Saturday, April 11, 2015
Live Review :: Forever Cult :: The Stillery, London - Apr 9 2015
Forever Cult
The Stillery, London
April 9 2015
Words: Richard O'Hagan
Photos: Caroline Garden
There are two sad facts about the modern music business. The first is that getting a record deal is hard. The second is that even getting such a deal – even one from the excellent Clue Records – doesn’t stop you from having to play the toilet circuit. And they don’t come much more ‘toilet’ than The Stillery, where the four unisex cubicles (one conspicuously lacking a light, fact fans) are adjacent to the stage, giving any band the disturbing sight of their audience apparently leaving whenever nature calls. Add that to the painfully inadequate nature of the stage itself, the apron of which is actually constructed from coffee tables, and it is no surprise that Forever Cult seem a little lacklustre tonight.
The three-piece certainly try to make light of the setting. Alex Greaves might have worse dress sense than roadkill, but the energy with which the bass player prowls his third of the stage can’t be faulted. Even more compelling is drummer Aaron Snowden, who rocks a look somewhere between Hair Bear and a member of Napalm Death, yet displays a surprisingly deft touch behind the kit – even if he does have the most brilliantly pained expression whenever called on to play quietly. Notwithstanding that though, the band just can’t seem to lift a largely partisan crowd from a state of polite lethargy.
That isn’t what is going to hold this band back, however. What is going to hold them back is a lack of decent tunes. Tonight they play seven numbers, five of which should’ve been strangled at birth. ‘Luck’ actually sounds less like a song than a jam which goes horribly wrong, whilst ‘Figure It Out’ is the sound of a group who haven’t worked out that a song should actually go somewhere, rather than just wander around in a vaguely dyspeptic haze for four minutes.
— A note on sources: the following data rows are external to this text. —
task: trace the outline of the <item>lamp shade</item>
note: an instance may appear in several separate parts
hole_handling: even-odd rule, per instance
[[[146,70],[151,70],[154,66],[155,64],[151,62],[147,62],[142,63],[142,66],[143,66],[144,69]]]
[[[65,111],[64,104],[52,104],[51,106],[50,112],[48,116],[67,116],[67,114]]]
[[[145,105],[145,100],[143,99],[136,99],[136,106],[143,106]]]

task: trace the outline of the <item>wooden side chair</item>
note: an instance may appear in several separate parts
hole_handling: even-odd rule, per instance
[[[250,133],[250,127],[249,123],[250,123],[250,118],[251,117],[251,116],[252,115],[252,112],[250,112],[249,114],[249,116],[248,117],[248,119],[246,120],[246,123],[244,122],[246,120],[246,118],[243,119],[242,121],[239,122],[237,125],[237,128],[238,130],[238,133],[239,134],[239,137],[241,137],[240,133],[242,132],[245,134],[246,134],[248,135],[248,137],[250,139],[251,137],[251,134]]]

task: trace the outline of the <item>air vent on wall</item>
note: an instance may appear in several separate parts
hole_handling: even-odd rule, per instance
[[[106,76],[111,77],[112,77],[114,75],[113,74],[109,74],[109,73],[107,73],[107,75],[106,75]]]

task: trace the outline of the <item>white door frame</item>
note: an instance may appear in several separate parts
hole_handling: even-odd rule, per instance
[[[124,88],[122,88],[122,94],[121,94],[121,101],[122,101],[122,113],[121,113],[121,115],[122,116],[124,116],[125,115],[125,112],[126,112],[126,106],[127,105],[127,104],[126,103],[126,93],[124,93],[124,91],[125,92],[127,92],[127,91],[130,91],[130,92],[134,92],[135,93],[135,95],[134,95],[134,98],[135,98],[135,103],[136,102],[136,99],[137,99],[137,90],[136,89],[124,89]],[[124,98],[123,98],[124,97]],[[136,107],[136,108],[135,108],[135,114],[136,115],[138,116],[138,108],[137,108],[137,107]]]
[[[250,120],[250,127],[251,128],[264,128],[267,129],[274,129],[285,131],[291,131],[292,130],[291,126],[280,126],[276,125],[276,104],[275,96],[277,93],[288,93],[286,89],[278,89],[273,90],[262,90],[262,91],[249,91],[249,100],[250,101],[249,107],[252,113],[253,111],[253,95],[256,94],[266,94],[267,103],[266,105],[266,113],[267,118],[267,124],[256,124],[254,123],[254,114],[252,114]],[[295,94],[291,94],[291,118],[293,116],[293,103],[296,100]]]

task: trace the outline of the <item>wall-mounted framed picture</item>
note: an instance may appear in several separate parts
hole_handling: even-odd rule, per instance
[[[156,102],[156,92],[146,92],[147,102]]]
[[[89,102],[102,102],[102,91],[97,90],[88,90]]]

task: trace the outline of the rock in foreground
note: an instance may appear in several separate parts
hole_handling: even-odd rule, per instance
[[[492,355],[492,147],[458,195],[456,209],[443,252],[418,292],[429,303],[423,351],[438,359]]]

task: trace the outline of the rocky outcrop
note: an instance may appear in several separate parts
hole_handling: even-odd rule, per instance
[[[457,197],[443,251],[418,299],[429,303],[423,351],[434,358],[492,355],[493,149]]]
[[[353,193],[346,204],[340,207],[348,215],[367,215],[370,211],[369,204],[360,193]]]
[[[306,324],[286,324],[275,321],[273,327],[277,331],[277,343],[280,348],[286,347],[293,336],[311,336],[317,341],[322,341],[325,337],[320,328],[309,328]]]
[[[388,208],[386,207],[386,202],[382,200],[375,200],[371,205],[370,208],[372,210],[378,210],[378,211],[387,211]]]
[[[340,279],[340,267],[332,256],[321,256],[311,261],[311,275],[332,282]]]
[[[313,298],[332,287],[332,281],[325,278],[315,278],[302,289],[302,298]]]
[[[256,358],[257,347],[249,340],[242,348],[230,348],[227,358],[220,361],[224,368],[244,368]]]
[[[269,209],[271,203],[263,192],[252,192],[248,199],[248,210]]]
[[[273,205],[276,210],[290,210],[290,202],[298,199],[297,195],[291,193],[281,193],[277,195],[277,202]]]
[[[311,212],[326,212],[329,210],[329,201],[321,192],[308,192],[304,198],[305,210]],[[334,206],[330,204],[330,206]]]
The absolute travesty – and tragedy – of this is that when Forever Cult do get it right, they are absolutely bloody brilliant. Singer Kieran Clarke might be taking his Kurt Cobain fixation a little far with the same cardigan-and-band-tee combo (tonight, Sonic Youth) as his idol, but ‘Winter’s Glow’ is as fine a piece of grunge as you will have heard in two decades, whilst ‘Yasmin’, thrown away criminally early in the set, is a number most bands would be glad to call their own.
It is rare to see a band with such a disparity between the wonderful and the godawful at this stage of their careers, but Forever Cult clearly have the ability to go on to bigger and better things. The question is whether they can harness it.